Colleges, polytechnics and Quebec’s cégeps are playing an increasing role in Canada’s R&D activities

Guest Contributor
May 21, 2025

By Alexandre Navarre

Alexandre Navarre, PhD, MBA, is former Quebec manager for the Natural Sciences and Engineering Research Council of Canada and a member of the board of the CCTT (Collegial Center of Technology Transfer) Novika and the incubator CEIM (Centre d’entreprises et d’innovation de Montréal).

Canada is facing, decade after decade, an uphill challenge in innovation while its academic research results are deemed to be of outstanding quality. This begs some questions as to the focus of funded research, the support for ensuing commercialization activities and the alignment between academic research fields and industrial needs.

Digging into the research fabric in Canada, three major innovative streams are present: industry, universities and, not to be underestimated, colleges.

University innovations are dependent on public grants and research contracts, often from larger companies. Contracts are traditionally shrinking in times of economic uncertainty.

Colleges, on the other hand, have more and more positioned themselves to serve small and medium-sized enterprises and to provide fast responses to pressing industrial challenges.

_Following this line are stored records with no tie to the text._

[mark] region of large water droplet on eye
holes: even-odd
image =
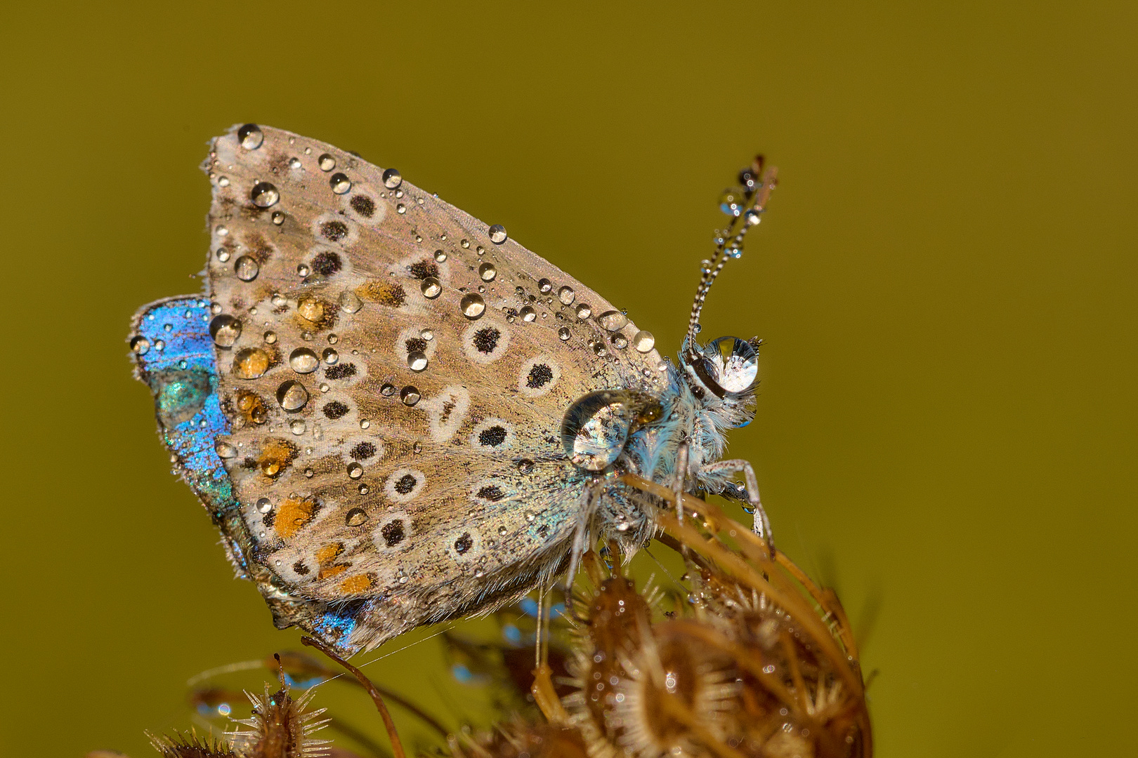
[[[394,190],[401,184],[403,184],[403,176],[399,174],[397,168],[384,169],[384,186],[388,190]]]
[[[289,380],[277,388],[277,402],[284,410],[300,410],[308,402],[308,391],[296,380]]]
[[[660,417],[659,401],[648,394],[601,390],[577,399],[561,420],[561,444],[572,463],[589,472],[608,468],[620,456],[628,434]]]
[[[265,141],[265,135],[256,124],[246,124],[237,130],[237,141],[246,150],[256,150]]]
[[[486,301],[477,292],[469,292],[462,298],[459,307],[462,309],[463,316],[473,320],[486,311]]]
[[[352,290],[340,292],[340,310],[346,314],[354,314],[363,308],[363,300]]]
[[[633,338],[633,347],[636,348],[637,352],[649,352],[655,347],[655,338],[652,336],[651,332],[641,330]]]
[[[249,256],[241,256],[233,261],[233,273],[237,274],[237,278],[242,282],[251,282],[257,278],[257,274],[261,273],[261,266]]]
[[[443,291],[443,285],[434,276],[428,276],[419,283],[419,289],[422,291],[424,298],[434,300]]]
[[[320,359],[308,348],[297,348],[288,357],[288,365],[297,374],[311,374],[320,368]]]
[[[253,191],[249,192],[249,200],[253,200],[253,205],[257,208],[271,208],[280,199],[281,193],[269,182],[257,182],[253,185]]]
[[[347,174],[332,174],[332,177],[328,180],[329,185],[332,188],[332,192],[336,194],[344,194],[352,189],[352,180],[348,178]]]
[[[269,353],[261,348],[246,348],[233,356],[233,376],[257,378],[269,370]]]
[[[601,325],[601,328],[609,332],[619,332],[628,326],[628,317],[619,310],[607,310],[596,317],[596,322]]]
[[[209,336],[213,338],[214,344],[217,347],[232,348],[237,338],[241,336],[241,322],[229,314],[214,316],[213,320],[209,322]]]
[[[145,356],[150,352],[150,340],[146,339],[141,334],[131,339],[131,350],[133,350],[137,356]]]
[[[743,392],[759,374],[759,353],[745,340],[721,336],[703,349],[714,372],[712,380],[727,392]]]

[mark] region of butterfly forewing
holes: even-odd
[[[292,597],[371,599],[344,647],[523,591],[574,528],[566,408],[658,393],[651,339],[391,172],[258,132],[216,139],[206,164],[222,442],[251,559]]]

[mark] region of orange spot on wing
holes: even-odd
[[[372,581],[366,574],[356,574],[340,582],[340,592],[344,594],[360,594],[371,589]]]
[[[320,505],[312,499],[288,498],[277,510],[277,534],[286,540],[295,535],[302,528],[312,523],[316,517]],[[318,553],[319,556],[319,553]],[[332,556],[335,558],[336,556]]]

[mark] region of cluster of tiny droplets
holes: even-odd
[[[764,172],[762,156],[757,156],[749,167],[739,173],[741,186],[724,192],[719,208],[732,220],[726,230],[716,232],[715,253],[701,265],[700,285],[695,290],[695,301],[692,302],[692,315],[687,322],[687,344],[695,343],[695,334],[700,330],[700,313],[711,284],[727,265],[728,258],[743,255],[743,238],[750,227],[759,223],[767,199],[775,189],[776,174],[775,168]]]

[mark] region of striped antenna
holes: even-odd
[[[762,156],[756,156],[751,165],[739,173],[739,178],[741,186],[725,192],[719,203],[720,209],[731,216],[732,220],[726,230],[716,235],[715,253],[703,261],[701,268],[700,285],[695,290],[695,301],[692,302],[692,316],[687,320],[685,344],[688,352],[694,352],[695,333],[699,330],[700,314],[703,311],[708,290],[727,265],[727,259],[743,255],[743,238],[747,236],[748,230],[762,219],[762,211],[766,210],[770,192],[778,183],[778,169],[774,166],[764,169]]]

While colleges do not push for science frontiers, they have proven to be a partial substitute to industry innovation requirements.

Because industry has for several decades disengaged itself from R&D activities, not just in Canada, colleges have increasingly bridged the gap. This creates a new competitive pressure for universities in terms of research contract sources.

Canadian colleges, polytechnics and Quebec’s cégeps have managed to bridge a widening gap within what some feel to be the low end of research activities: requests, especially from SMEs, to develop short-term solutions as their markets expand. This activity is not necessarily appealing to the mindset of technological sophistication prevalent in university circles.

Colleges’ insertion into the research fabric of the country is not so recent but has benefited increasingly from federal and provincial programs that used to be solely oriented towards university researchers.

In fact, a number of such programs from federal agencies (such as the Natural Sciences and Engineering Research Council of Canada and the Canada Innovation Foundation) and provincial agencies are aimed at promoting collaborations between colleges and universities.

In addition, some colleges have equipped themselves with technology transfer units and even entered alliances with business incubators.

They learned that while their expertise is generally specialized in specific domains, they would become more efficient by partnering with each other, providing industry with teams that mimic their specific knowledge requirements.

No wonder some colleges (there are 213 colleges and polytechnics in Canada) now have research budgets that are exceeding those of smaller universities.

For instance, the Cégep of La Pocatière, located in the Lower St. Lawrence, has three affiliated CCTTs (Centre collégial de transfert de technologie). One of the CCTTs, Novika, has over 50 employees, mostly researchers and technicians, managing about $10 million in yearly contracts. 

R&D by colleges, polytechnics and cégeps responds to industry's needs 

The Canadian industry’s shift from doing R&D towards funding R&D activities has therefore found in colleges and cégeps a substitute combination that seems to respond to their needs: speed, practical excellence and flexibility.

Instead of thesis timeframes typical of university research projects, polytechnics and CCTTs are delivering often smaller but much more numerous stage-gate projects.

University researchers may have held their college counterparts in some sort of disdain, but in today's reality they may be poised to change their attitudes.

The complementarity of focus, methodological rigour, instrumentation and network is all playing towards improved partnerships.

Furthermore, colleges have hired over the years more apt researchers and encouraged them to pursue some research activities that are recognized and factored to relieve them from other educational duties. As a result, the attraction and retention of academic highly qualified personnel has increased over the years – a direct benefit to their teaching content and to their students.

In the meantime, industrial R&D has been lagging in Canada and one should wonder what policies might induce its sustained activities in the future.

In the progressive disconnection from the U.S. economy that has emerged recently, diversification of our markets is likely to translate into an acceleration of innovation and technological adaptation.

This creates new opportunities for collegial research activities, beyond SMEs.

Startups are a way to rapidly reach emerging markets. They generate technology-oriented contracts, although they are financially riskier for the institutions – a risk that government programs should mitigate.

University spinoffs are potentially a great source as well of such contracts. This virtuous cycle that feeds back into the academic research pipeline is changing the outlook colleges have had towards startups and may provide further long-term benefits to them in addition to jobs for their students.

In fact, colleges have benefited from their intellectual property policy. The IP they generate through their partnership contracts are generally being transferred to the sponsor, as well as prior art and know-how.

However, since some colleges are also receiving public research funding without strings attached, their policies may have to adapt to technologies that may be applied to different domains. This subsidized approach that benefits mostly SMEs is only possible because of our publicly funded collegial activities and should be sustained in the future.

Perhaps the real lesson from the recent geopolitical turmoil is that any country should strive to be independent and self-sufficient, only choosing partners that can provide complementarity (without other objectives, such as growth for growth, control or conquest).

It is a real paradigm shift that includes the notion of “small is beautiful.” As such, colleges, polytechnics and cégeps can play a determinant role in expanding the scope and competitiveness of their regional industrial clients.

Governments have to in turn adapt their policies to continue effectively promoting service-oriented colleges in their essential role in accompanying SMEs and resolving their technological challenges.